Sonja Hakala’s Your Book, Your Way is being revised and renamed. You can enjoy What Would William Shakespeare Do? in real time right here. If you want to start at the beginning, you can by clicking here.
PRINTING STILL RULES
The book publishing industry developed in the quintessential middle ground between those who produce the raw materials of a book (writers and their manuscripts) and those who manufacture finished products from those raw materials (printers and their printing presses).
When you study the history of the book publishing industry, you realize its internal structure has always been dictated by the technology of printing. To put this in a contemporary perspective, the chaos in contemporary book publishing was not caused by changes among writers or new demands from readers or booksellers. Nope, book publishing as we’ve known it from the mid-19th century to today is coming apart at the seams because of digital printing.
If you really want to understand how book publishing works—knowledge you can use to your advantage as an author—then you need to understand a little bit about printing.
GUTENBERG, JOHANNES: PRINTER
In 1439, in Germany, a clever goldsmith named Johannes Gutenberg got involved in a secret operation that included a wine press, ink, oil, paper, and a device that could mold multiples of the same letter out of metal. The result of this man’s secret operation is credited with changing the course of history in western Europe, changes that eventually touched every corner of the world.
When you say the name Gutenberg, everyone thinks “Oh, the movable-type guy.” But crediting Gutenberg with merely inventing movable type is actually an injustice. What Gutenberg really invented was a complete printing system.
Think about what you need to write a letter by hand—a writing implement (pencil or pen) that holds a substance (ink or graphite) with which you can make a mark on a surface (paper) that can be read by someone else. At each step in this process, these objects—the pen, the ink, the paper—must work together in a very explicit way so that you can write a letter and someone else can read it. But what would you do if you didn’t have ink that flowed easily or only a paper towel to write on? What if you wanted to print hundreds of copies of your letter? What would you do? These are the challenges that Gutenberg faced.
Let’s define movable type before we go much further. When you use movable type, you create swaths of text by combining hundreds of individual metal components—letters, numerals, spaces, punctuation marks—so they function as a single unit. The beauty of movable type is that when your printing job is done, you can take all those individual components apart and reconfigure them in a new block of text.
Compare this type of printing to a rubber stamp. With a rubber stamp, every letter, space and punctuation mark is fixed, to be used in one configuration only. You can see the advantages of movable type, I’m sure.
The concept of movable type was well-known in Europe by the time of Gutenberg. It was already in use in different parts of Asia—primarily China and Korea—in the 11th century.

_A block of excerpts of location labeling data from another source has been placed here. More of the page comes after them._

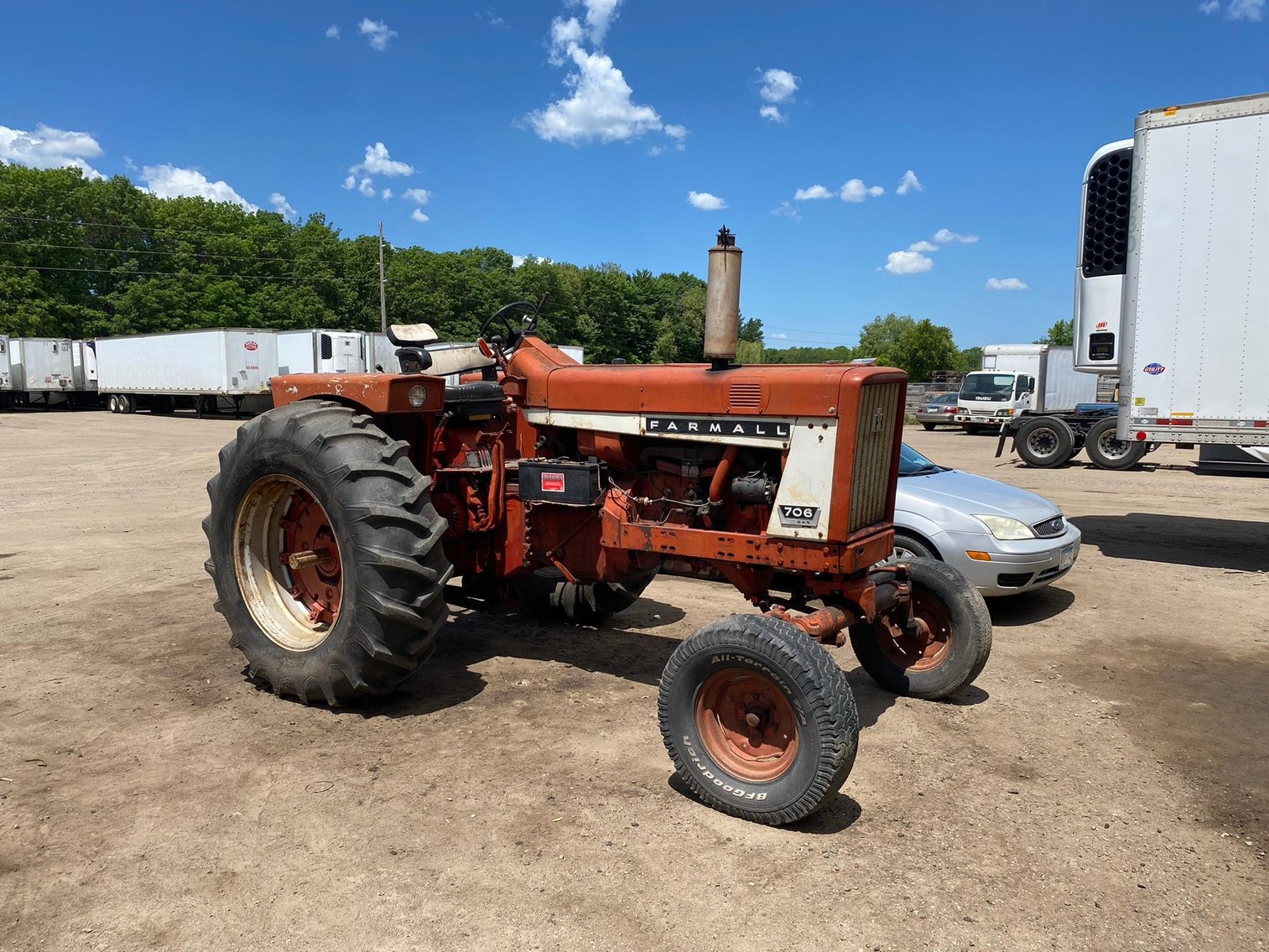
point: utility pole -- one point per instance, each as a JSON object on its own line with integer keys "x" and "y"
{"x": 383, "y": 301}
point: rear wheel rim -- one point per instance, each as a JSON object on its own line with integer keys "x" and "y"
{"x": 1112, "y": 447}
{"x": 277, "y": 518}
{"x": 746, "y": 725}
{"x": 923, "y": 650}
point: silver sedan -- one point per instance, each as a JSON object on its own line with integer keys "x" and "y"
{"x": 1003, "y": 538}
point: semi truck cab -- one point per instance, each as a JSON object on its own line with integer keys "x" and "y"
{"x": 990, "y": 398}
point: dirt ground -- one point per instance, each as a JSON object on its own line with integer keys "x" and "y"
{"x": 1105, "y": 786}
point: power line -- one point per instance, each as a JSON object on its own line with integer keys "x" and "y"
{"x": 143, "y": 252}
{"x": 159, "y": 274}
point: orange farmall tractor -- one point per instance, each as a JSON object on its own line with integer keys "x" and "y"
{"x": 339, "y": 517}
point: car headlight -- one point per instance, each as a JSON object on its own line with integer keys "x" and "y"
{"x": 1006, "y": 528}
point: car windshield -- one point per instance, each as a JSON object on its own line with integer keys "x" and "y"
{"x": 989, "y": 383}
{"x": 913, "y": 464}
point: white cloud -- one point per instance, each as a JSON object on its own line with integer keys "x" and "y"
{"x": 599, "y": 17}
{"x": 170, "y": 182}
{"x": 909, "y": 183}
{"x": 815, "y": 192}
{"x": 601, "y": 106}
{"x": 380, "y": 163}
{"x": 1006, "y": 284}
{"x": 778, "y": 86}
{"x": 856, "y": 190}
{"x": 705, "y": 202}
{"x": 282, "y": 205}
{"x": 908, "y": 263}
{"x": 943, "y": 237}
{"x": 787, "y": 210}
{"x": 377, "y": 34}
{"x": 49, "y": 148}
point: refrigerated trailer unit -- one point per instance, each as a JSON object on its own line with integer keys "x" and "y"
{"x": 1172, "y": 286}
{"x": 5, "y": 371}
{"x": 213, "y": 370}
{"x": 321, "y": 351}
{"x": 42, "y": 371}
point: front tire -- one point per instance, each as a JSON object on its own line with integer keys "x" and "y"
{"x": 320, "y": 482}
{"x": 758, "y": 719}
{"x": 1044, "y": 442}
{"x": 949, "y": 658}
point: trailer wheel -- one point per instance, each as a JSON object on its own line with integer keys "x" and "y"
{"x": 1044, "y": 442}
{"x": 758, "y": 719}
{"x": 947, "y": 652}
{"x": 1110, "y": 452}
{"x": 326, "y": 554}
{"x": 546, "y": 591}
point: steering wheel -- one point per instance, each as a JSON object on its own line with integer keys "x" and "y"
{"x": 514, "y": 334}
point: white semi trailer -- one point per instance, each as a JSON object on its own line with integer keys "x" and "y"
{"x": 1018, "y": 378}
{"x": 212, "y": 370}
{"x": 321, "y": 351}
{"x": 1173, "y": 286}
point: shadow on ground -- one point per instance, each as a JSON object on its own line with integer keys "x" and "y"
{"x": 1179, "y": 539}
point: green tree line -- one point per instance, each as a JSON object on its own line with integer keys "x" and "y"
{"x": 83, "y": 258}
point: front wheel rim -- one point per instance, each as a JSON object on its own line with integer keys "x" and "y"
{"x": 746, "y": 725}
{"x": 922, "y": 650}
{"x": 277, "y": 519}
{"x": 1042, "y": 442}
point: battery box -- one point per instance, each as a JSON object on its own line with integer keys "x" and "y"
{"x": 565, "y": 481}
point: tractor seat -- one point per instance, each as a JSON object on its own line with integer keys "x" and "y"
{"x": 477, "y": 398}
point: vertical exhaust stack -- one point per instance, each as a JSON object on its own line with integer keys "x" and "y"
{"x": 722, "y": 301}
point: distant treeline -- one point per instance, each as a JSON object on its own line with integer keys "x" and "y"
{"x": 86, "y": 258}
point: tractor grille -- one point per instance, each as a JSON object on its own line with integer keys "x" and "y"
{"x": 745, "y": 396}
{"x": 1105, "y": 216}
{"x": 875, "y": 443}
{"x": 1050, "y": 527}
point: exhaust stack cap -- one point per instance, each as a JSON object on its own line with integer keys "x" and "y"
{"x": 722, "y": 301}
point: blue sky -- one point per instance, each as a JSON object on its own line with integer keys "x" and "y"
{"x": 995, "y": 107}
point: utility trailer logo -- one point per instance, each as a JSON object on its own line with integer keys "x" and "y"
{"x": 808, "y": 516}
{"x": 716, "y": 427}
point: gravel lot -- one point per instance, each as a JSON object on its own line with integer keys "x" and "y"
{"x": 1105, "y": 786}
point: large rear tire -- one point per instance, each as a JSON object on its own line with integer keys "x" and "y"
{"x": 759, "y": 720}
{"x": 321, "y": 482}
{"x": 1044, "y": 442}
{"x": 956, "y": 649}
{"x": 1110, "y": 452}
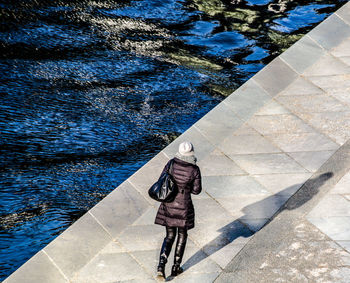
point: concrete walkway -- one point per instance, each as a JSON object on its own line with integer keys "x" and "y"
{"x": 270, "y": 142}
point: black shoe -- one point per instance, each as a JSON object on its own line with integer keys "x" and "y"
{"x": 161, "y": 272}
{"x": 176, "y": 270}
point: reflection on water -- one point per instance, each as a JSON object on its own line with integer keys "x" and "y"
{"x": 91, "y": 90}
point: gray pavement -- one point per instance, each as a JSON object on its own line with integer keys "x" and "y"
{"x": 275, "y": 204}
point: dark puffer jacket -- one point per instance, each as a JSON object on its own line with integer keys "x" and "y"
{"x": 180, "y": 212}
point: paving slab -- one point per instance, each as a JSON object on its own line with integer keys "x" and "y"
{"x": 232, "y": 186}
{"x": 202, "y": 145}
{"x": 247, "y": 144}
{"x": 305, "y": 142}
{"x": 275, "y": 77}
{"x": 246, "y": 100}
{"x": 125, "y": 204}
{"x": 340, "y": 94}
{"x": 331, "y": 82}
{"x": 311, "y": 160}
{"x": 344, "y": 13}
{"x": 272, "y": 108}
{"x": 279, "y": 124}
{"x": 218, "y": 123}
{"x": 336, "y": 125}
{"x": 314, "y": 103}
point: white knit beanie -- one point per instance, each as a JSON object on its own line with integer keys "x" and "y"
{"x": 186, "y": 148}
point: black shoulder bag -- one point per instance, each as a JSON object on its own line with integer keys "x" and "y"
{"x": 165, "y": 189}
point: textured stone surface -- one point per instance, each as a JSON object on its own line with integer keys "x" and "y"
{"x": 305, "y": 142}
{"x": 78, "y": 244}
{"x": 331, "y": 32}
{"x": 279, "y": 124}
{"x": 268, "y": 163}
{"x": 247, "y": 144}
{"x": 249, "y": 98}
{"x": 125, "y": 204}
{"x": 302, "y": 86}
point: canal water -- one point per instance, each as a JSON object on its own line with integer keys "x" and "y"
{"x": 90, "y": 90}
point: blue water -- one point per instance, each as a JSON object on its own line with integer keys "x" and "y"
{"x": 91, "y": 90}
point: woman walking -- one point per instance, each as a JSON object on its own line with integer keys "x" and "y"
{"x": 178, "y": 216}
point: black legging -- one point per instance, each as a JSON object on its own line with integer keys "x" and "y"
{"x": 180, "y": 244}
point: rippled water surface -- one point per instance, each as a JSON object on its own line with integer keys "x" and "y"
{"x": 91, "y": 90}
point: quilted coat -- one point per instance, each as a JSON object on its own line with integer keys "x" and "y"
{"x": 180, "y": 212}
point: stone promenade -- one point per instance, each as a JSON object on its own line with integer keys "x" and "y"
{"x": 275, "y": 206}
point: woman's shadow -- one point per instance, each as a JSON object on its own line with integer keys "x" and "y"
{"x": 239, "y": 228}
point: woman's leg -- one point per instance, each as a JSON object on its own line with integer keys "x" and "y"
{"x": 179, "y": 251}
{"x": 166, "y": 249}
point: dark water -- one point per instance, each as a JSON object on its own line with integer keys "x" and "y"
{"x": 91, "y": 90}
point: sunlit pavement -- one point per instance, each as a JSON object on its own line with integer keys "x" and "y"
{"x": 276, "y": 151}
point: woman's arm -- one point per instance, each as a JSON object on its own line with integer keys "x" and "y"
{"x": 197, "y": 182}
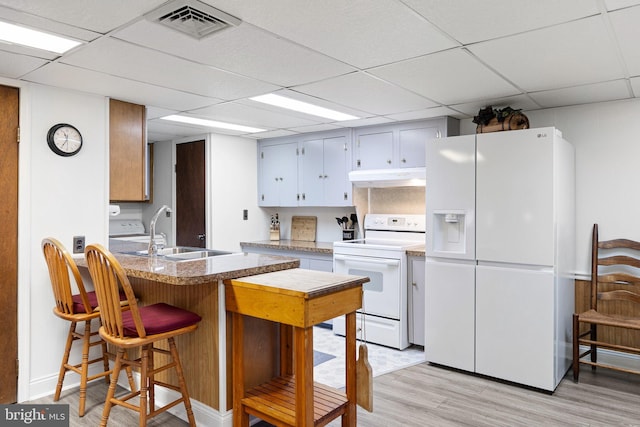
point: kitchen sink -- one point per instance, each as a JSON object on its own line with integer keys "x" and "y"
{"x": 180, "y": 253}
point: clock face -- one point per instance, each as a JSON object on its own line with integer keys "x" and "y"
{"x": 64, "y": 139}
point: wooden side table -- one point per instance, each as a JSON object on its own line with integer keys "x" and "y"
{"x": 297, "y": 299}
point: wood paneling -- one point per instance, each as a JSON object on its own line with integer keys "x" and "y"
{"x": 9, "y": 107}
{"x": 198, "y": 350}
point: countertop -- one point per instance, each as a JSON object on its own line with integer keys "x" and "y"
{"x": 195, "y": 272}
{"x": 319, "y": 247}
{"x": 292, "y": 245}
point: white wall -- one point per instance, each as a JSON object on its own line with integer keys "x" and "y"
{"x": 68, "y": 196}
{"x": 233, "y": 187}
{"x": 606, "y": 138}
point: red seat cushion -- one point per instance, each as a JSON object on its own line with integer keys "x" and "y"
{"x": 159, "y": 318}
{"x": 78, "y": 307}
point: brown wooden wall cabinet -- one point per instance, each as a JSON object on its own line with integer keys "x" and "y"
{"x": 127, "y": 152}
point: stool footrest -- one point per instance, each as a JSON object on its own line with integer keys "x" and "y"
{"x": 275, "y": 402}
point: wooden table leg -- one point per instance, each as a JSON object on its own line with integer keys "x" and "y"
{"x": 351, "y": 382}
{"x": 286, "y": 350}
{"x": 240, "y": 418}
{"x": 303, "y": 353}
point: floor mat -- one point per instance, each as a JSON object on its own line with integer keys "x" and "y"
{"x": 320, "y": 357}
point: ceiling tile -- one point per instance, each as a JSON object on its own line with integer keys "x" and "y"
{"x": 74, "y": 78}
{"x": 364, "y": 33}
{"x": 619, "y": 4}
{"x": 123, "y": 59}
{"x": 579, "y": 52}
{"x": 597, "y": 92}
{"x": 446, "y": 77}
{"x": 245, "y": 50}
{"x": 635, "y": 85}
{"x": 15, "y": 66}
{"x": 366, "y": 93}
{"x": 95, "y": 15}
{"x": 627, "y": 31}
{"x": 425, "y": 114}
{"x": 251, "y": 115}
{"x": 473, "y": 21}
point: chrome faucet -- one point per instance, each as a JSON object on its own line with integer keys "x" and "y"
{"x": 153, "y": 247}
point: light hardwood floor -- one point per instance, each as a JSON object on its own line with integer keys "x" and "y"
{"x": 426, "y": 395}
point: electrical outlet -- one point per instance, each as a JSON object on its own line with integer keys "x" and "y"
{"x": 78, "y": 244}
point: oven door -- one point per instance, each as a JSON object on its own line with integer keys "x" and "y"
{"x": 382, "y": 293}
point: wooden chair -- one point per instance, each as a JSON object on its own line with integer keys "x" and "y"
{"x": 614, "y": 298}
{"x": 75, "y": 308}
{"x": 140, "y": 327}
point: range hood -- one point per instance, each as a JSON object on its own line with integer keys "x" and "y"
{"x": 380, "y": 178}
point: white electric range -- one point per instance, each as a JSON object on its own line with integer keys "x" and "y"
{"x": 382, "y": 256}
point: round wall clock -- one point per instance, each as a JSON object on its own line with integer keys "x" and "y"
{"x": 64, "y": 139}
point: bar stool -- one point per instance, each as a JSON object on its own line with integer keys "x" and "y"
{"x": 75, "y": 308}
{"x": 140, "y": 327}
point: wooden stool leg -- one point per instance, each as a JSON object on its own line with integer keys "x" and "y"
{"x": 349, "y": 419}
{"x": 303, "y": 354}
{"x": 112, "y": 388}
{"x": 105, "y": 361}
{"x": 151, "y": 383}
{"x": 240, "y": 417}
{"x": 65, "y": 361}
{"x": 84, "y": 366}
{"x": 144, "y": 383}
{"x": 182, "y": 382}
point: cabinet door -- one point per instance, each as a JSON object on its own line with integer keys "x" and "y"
{"x": 337, "y": 162}
{"x": 127, "y": 152}
{"x": 412, "y": 145}
{"x": 374, "y": 150}
{"x": 312, "y": 175}
{"x": 279, "y": 175}
{"x": 416, "y": 300}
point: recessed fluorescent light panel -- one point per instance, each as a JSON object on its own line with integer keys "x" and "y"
{"x": 15, "y": 34}
{"x": 211, "y": 123}
{"x": 302, "y": 107}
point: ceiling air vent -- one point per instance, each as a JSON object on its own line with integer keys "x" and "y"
{"x": 192, "y": 17}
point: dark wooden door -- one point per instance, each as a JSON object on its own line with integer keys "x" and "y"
{"x": 190, "y": 194}
{"x": 9, "y": 108}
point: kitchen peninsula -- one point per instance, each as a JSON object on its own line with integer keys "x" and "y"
{"x": 197, "y": 285}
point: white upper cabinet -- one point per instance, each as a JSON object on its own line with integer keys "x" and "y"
{"x": 278, "y": 174}
{"x": 305, "y": 170}
{"x": 399, "y": 145}
{"x": 324, "y": 172}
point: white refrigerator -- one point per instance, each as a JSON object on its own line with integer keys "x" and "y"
{"x": 500, "y": 254}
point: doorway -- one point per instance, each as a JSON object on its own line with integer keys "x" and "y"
{"x": 9, "y": 111}
{"x": 191, "y": 194}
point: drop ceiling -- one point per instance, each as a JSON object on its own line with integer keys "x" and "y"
{"x": 379, "y": 60}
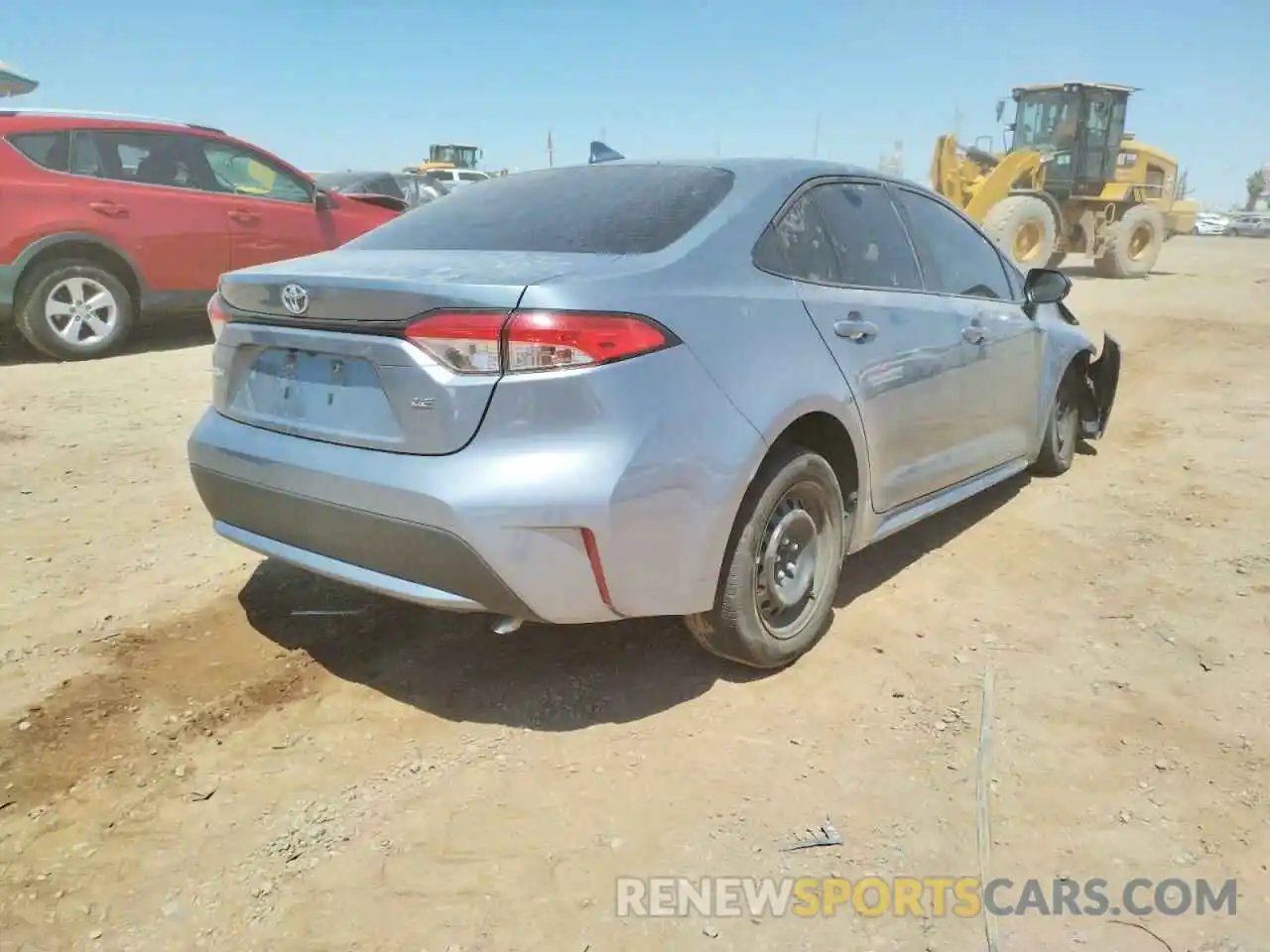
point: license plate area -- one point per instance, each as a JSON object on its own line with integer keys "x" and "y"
{"x": 326, "y": 394}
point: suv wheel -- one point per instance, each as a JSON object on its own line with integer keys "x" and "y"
{"x": 75, "y": 309}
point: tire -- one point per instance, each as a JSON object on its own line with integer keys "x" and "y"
{"x": 1025, "y": 229}
{"x": 795, "y": 506}
{"x": 1062, "y": 429}
{"x": 1133, "y": 245}
{"x": 70, "y": 286}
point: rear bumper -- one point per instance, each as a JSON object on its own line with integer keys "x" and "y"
{"x": 499, "y": 526}
{"x": 9, "y": 275}
{"x": 362, "y": 548}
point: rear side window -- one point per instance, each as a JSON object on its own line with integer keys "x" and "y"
{"x": 610, "y": 209}
{"x": 867, "y": 236}
{"x": 956, "y": 258}
{"x": 48, "y": 149}
{"x": 798, "y": 245}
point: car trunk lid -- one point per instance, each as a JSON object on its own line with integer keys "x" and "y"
{"x": 334, "y": 366}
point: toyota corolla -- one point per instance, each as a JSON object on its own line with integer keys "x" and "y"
{"x": 638, "y": 389}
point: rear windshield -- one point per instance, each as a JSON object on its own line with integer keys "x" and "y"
{"x": 611, "y": 209}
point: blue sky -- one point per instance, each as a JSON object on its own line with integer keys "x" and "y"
{"x": 331, "y": 84}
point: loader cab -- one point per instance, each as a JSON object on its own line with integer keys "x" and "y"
{"x": 1078, "y": 127}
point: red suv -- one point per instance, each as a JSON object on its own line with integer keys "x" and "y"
{"x": 103, "y": 220}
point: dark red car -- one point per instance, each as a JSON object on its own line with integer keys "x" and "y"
{"x": 104, "y": 220}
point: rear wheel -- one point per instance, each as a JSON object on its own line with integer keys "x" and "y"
{"x": 73, "y": 309}
{"x": 1133, "y": 244}
{"x": 783, "y": 565}
{"x": 1024, "y": 227}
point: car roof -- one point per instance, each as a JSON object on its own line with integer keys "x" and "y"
{"x": 54, "y": 121}
{"x": 758, "y": 173}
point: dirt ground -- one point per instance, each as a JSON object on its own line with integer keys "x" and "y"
{"x": 189, "y": 763}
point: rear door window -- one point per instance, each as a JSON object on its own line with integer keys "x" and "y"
{"x": 867, "y": 236}
{"x": 955, "y": 258}
{"x": 610, "y": 209}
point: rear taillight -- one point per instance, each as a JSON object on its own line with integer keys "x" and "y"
{"x": 216, "y": 316}
{"x": 497, "y": 341}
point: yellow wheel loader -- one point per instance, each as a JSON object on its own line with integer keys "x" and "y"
{"x": 1071, "y": 181}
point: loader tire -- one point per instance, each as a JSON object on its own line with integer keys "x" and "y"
{"x": 1025, "y": 230}
{"x": 1133, "y": 244}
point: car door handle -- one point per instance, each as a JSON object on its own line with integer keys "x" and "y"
{"x": 112, "y": 209}
{"x": 855, "y": 327}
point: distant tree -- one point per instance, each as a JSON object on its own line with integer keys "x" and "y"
{"x": 1183, "y": 188}
{"x": 1256, "y": 186}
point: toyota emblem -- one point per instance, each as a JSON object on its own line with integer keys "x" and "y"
{"x": 295, "y": 298}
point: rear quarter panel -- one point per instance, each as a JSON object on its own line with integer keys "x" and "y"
{"x": 761, "y": 362}
{"x": 35, "y": 203}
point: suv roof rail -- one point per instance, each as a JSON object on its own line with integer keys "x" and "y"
{"x": 90, "y": 114}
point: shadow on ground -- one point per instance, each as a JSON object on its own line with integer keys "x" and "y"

But the Asian versions of movable type were made primarily of ceramic and wood, substances that function like rubber stamps, not movable type.
Asian printers faces another problem that put them at a disadvantage when it came to the full-scale development of movable type—their pictographic alphabets. Depending on what authority you consult, there’s a minimum of 20,000 characters in the Chinese alphabet. Imagine, if you will, trying to carve 20,000 characters out of wood or molding them into ceramic in a way that they could be used over and over again.
Compare this scenario with the one Gutenberg faced—26 letters, ten numerals, and a handful of common punctuation marks. Our symbolic alphabet gave team Gutenberg a distinct advantage in the development of a method to print massive quantities of words on paper.
Since Gutenberg was a goldsmith by profession, the choice of using metal to create letters that could be used again and again must have been obvious. Metal stands up well to being inked and pressed on paper. When it gets worn, you can melt it and reuse it. But you need the right combination of metals to make type that leaves a clear impression on paper without punching holes in its surface. To solve this problem, Gutenberg mixed lead, tin, and antimony for his type. This combination is still in use in letterpress printing today.
At the time Gutenberg began his work, ink was simply a mixture of colorant in water, and the quality of paper was haphazard at best. So Gutenberg developed an oil-based ink that dried on the surface of paper without blurring or soaking in. And he developed a way to make paper with a consistent finish to hold just the right amount of ink.
Of all his inventions, Gutenberg’s matrix molding system for creating metal copies of the same letter over and over again was the most significant. Imagine the time it would take to individually carve every letter e on this page! Using Gutenberg’s method, you could carve a single letter e and then make as many of them as you wanted.